UNDERWOOD, District Judge.

Petitioner was convicted before a General Court-Martial convened at Patterson Field, Fairfield, Ohio, upon charges of vio*585lation of the 92nd Article of War, 10 U.S.C.A. § 1564, the specification being that of murder.

A sentence to life imprisonment was imposed on October 21, 1943, and duly approved according to law.

Petitioner was convicted upon a secret ballot of two-thirds of the members of the Court-Martial present at the time the vote was taken (General Court-Martial Record, page 74), and sentenced upon secret ballot, “three-fourths of the members present at the time the vote was taken concurring.” (General Court-Martial Record, page 75.)

Petitioner alleges as grounds for writ of habeas corpus that, under the provisions of Article of War 43, a unanimous vote was required.
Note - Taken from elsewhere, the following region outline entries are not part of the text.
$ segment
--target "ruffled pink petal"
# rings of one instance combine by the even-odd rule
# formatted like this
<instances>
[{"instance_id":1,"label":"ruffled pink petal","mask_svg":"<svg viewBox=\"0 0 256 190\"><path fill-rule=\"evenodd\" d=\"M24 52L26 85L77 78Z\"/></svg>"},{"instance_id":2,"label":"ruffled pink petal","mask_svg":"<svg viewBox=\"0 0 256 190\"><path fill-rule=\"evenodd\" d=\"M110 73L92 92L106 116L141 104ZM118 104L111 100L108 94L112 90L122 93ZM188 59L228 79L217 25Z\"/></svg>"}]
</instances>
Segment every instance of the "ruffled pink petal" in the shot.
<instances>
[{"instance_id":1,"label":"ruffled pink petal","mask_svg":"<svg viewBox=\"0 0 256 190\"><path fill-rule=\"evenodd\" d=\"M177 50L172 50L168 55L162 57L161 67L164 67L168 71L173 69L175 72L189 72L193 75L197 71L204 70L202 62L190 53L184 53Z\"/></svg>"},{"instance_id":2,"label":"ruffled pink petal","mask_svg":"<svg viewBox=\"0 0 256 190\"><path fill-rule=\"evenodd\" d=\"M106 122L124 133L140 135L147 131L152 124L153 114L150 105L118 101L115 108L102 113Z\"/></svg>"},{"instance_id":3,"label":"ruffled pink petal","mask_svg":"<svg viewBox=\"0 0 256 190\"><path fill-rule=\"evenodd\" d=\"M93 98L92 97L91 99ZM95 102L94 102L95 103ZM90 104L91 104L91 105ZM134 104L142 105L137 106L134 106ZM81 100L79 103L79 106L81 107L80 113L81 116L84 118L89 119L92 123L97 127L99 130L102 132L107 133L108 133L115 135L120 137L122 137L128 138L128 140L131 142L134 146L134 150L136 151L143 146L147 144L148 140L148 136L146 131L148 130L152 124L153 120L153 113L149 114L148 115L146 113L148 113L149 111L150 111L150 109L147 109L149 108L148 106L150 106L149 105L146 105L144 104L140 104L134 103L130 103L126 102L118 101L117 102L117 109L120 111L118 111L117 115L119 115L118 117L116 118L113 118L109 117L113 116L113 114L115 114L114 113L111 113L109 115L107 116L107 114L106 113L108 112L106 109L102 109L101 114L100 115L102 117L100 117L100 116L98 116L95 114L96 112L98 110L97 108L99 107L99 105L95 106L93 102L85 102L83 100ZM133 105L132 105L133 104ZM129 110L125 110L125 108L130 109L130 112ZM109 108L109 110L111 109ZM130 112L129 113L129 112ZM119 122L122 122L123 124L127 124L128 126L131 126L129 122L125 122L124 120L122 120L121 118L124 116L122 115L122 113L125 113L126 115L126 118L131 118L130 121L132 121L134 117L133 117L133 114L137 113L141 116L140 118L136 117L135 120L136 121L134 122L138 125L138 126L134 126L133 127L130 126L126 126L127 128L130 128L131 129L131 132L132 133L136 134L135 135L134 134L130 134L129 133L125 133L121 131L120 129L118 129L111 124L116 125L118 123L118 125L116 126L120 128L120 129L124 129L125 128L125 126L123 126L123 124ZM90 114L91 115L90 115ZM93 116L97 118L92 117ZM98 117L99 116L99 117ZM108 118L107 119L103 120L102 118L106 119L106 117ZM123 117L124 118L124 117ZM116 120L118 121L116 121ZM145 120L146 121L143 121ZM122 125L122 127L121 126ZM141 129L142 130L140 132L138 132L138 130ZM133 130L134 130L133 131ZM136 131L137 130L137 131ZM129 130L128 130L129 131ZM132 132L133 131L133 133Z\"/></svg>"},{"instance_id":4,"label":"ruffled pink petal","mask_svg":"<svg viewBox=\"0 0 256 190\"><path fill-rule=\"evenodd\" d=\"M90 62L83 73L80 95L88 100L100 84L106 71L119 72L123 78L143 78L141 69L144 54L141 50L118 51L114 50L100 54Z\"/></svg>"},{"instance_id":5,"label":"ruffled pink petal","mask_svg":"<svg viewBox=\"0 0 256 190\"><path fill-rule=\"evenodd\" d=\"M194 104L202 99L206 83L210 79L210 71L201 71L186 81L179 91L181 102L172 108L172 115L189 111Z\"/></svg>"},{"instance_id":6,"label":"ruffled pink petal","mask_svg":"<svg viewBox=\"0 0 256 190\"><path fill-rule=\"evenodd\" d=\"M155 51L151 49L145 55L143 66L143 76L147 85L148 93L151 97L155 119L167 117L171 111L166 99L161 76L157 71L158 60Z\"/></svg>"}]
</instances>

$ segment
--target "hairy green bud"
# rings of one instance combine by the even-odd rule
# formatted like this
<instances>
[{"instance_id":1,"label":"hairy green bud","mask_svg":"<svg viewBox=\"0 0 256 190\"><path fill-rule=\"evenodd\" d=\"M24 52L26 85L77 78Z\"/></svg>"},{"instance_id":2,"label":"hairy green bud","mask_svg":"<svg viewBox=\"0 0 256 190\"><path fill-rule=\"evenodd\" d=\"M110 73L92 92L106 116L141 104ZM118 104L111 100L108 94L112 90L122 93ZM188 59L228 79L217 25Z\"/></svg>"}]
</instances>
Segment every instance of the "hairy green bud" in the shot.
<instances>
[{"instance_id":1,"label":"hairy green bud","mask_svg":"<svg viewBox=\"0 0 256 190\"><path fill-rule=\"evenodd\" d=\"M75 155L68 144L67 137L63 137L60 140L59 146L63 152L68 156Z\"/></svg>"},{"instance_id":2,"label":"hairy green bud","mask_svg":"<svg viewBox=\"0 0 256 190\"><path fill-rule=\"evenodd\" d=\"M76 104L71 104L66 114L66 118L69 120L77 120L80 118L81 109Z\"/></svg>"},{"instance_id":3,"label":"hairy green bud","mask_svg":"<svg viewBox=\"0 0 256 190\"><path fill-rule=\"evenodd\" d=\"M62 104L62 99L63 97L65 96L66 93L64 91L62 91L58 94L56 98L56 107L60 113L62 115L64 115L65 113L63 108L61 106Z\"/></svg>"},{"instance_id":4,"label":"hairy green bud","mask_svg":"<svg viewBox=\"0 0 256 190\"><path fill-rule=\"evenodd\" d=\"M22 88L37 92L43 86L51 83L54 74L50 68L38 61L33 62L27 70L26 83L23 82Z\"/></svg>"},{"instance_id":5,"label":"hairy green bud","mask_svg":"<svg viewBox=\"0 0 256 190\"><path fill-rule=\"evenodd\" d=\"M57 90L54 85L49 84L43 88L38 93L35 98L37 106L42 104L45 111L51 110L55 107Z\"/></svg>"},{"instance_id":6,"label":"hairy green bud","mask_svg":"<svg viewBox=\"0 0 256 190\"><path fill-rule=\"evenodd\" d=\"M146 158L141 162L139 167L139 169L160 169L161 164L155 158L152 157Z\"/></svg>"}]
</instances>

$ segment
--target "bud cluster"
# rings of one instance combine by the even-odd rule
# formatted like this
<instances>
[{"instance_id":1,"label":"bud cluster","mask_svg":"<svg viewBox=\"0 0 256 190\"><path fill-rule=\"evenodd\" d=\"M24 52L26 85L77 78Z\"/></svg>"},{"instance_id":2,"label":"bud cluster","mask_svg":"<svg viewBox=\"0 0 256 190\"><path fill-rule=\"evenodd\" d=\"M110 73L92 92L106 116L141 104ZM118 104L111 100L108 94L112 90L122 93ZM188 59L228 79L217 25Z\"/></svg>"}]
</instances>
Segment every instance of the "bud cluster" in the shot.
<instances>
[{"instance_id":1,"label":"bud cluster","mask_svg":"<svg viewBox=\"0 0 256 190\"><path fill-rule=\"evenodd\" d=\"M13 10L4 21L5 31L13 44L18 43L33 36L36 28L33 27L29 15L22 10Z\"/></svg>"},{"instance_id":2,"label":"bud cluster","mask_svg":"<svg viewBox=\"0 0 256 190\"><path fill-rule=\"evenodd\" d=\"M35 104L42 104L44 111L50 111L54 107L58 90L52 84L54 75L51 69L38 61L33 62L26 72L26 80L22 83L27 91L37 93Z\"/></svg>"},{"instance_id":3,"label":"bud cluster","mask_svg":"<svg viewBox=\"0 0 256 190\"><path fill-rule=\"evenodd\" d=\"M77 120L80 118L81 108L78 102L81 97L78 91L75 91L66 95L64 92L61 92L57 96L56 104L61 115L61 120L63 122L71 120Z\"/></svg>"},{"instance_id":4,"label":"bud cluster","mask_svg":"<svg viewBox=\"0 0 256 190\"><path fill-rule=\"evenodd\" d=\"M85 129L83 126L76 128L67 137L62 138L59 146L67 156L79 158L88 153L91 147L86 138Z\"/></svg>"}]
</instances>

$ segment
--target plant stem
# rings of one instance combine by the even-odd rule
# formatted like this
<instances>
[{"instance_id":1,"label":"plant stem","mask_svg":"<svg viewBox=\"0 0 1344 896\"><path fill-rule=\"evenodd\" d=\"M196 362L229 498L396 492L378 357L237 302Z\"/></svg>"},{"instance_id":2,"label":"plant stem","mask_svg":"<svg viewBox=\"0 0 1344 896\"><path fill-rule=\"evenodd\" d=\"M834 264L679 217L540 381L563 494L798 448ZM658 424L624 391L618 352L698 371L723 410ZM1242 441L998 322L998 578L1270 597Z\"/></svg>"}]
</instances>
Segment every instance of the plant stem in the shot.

Article of War 43 provides that:

“No person shall, by general court-martial, be convicted of an offense for which the death penalty is made mandatory by law, nor sentenced to suffer death, except by the concurrence of all the members of said court-martial present at the time the vote is taken, and for an offense in these articles expressly made punishable by death; nor sentenced to life imprisonment, nor to confinement for more than ten years, except by the concurrence of three-fourths of all of the members present at the time the vote is taken. All other convictions and sentences, whether by general or special court-martial, may be determined by a two-thirds vote of those members present at the time the vote is taken. All other questions shall be determined by a majority vote.” Article 43, Articles of War, 10 U.S.C.A. § 1514.

It will be observed from Article 43 itself that a unanimous vote was required only in cases where “the death penalty is made mandatory by law.” In this case the death penalty might have been imposed but was not mandatory, therefore, a unanimous vote was not required to support the life sentence. Stout v. Hancock, 4 Cir., 146 F.2d 741; certiorari denied, 325 U.S. 850, 65 S.Ct. 1086, 89 L.Ed. 1971.

No ground for writ of habeas corpus has been established.

Whereupon, it is considered, ordered and adjudged that said writ of habeas corpus be, and same is, hereby discharged and petitioner remanded to the custody oí respondent.